World Poetry Day 2017

London A64

What is poetry? And can anybody write it or is it a skill of the literary elite? On 21st March, Ian Brinton, editor of The Use of English and a poet himself who has written books on Dickens and Emily Bronte, came to challenge the students to find their own answers to these questions.

Students from all years began this tour de force with an engaging workshop where they were asked to analyse difficult poems before being asked to write their own. Students were apprehensive at first but soon found their feet and began scribbling away, enthralled by the challenge of language and creating worlds with words, and following in the footsteps of the great poets they had just read: Shakespeare; Blake; and Gary Snyder.

After introspection, Ian explained, must come communication. Since poetry is a means of conveying ideas, emotions and thoughts to other people, we must be able to provide a map for others to enter the inner worlds which we access within ourselves. Students found common ground with others and were able to ask questions. An hour raced by and it was lunch time already!

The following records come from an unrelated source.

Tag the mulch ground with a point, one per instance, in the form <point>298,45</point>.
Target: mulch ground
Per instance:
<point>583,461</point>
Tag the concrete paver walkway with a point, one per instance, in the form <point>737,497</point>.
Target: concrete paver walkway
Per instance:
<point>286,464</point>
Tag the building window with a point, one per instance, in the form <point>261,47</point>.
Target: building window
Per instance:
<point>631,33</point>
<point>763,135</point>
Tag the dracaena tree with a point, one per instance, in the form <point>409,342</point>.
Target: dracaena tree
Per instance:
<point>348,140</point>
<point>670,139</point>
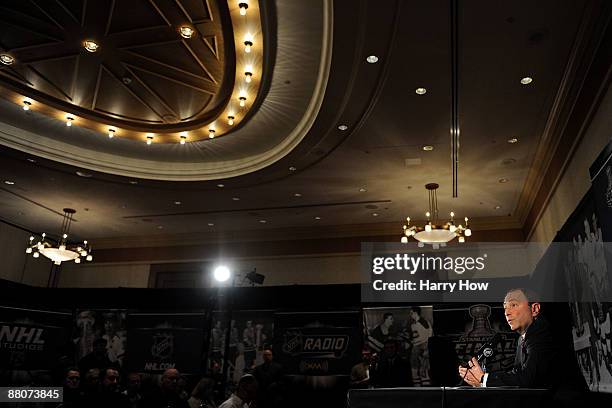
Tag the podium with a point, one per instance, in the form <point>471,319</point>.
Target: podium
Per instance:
<point>448,397</point>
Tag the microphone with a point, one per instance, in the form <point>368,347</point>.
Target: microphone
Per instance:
<point>488,349</point>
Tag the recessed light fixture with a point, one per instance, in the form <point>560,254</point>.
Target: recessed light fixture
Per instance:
<point>6,59</point>
<point>186,31</point>
<point>248,44</point>
<point>243,7</point>
<point>248,75</point>
<point>91,45</point>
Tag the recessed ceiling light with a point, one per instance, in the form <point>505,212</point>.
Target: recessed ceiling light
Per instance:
<point>91,45</point>
<point>6,59</point>
<point>186,31</point>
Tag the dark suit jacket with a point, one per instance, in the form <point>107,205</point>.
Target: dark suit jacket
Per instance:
<point>544,363</point>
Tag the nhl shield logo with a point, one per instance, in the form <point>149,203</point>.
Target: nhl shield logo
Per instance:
<point>163,345</point>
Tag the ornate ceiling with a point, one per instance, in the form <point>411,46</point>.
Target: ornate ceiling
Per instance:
<point>331,142</point>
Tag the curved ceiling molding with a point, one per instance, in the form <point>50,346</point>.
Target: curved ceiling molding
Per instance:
<point>279,124</point>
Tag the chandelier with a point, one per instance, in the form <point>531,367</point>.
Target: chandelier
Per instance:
<point>60,250</point>
<point>433,233</point>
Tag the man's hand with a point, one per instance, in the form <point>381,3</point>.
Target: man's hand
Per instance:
<point>472,375</point>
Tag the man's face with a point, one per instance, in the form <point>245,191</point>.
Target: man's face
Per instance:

Ian would later give an inspiring lecture to reinforce the strategies and themes of the workshop while delving deeper into specific texts, showing the students the nuts and bolts of literary criticism and giving them the opportunity to analyse poems, just as theirs had been dissected earlier in the day. The workshop came to a close and Ian received resounding applause. Many students left inspired, some with the goal to continue writing poetry and now with the toolbox needed to begin the process. We owe our thanks to Ian and all the students who took part, and very much look forward to a repeat next year!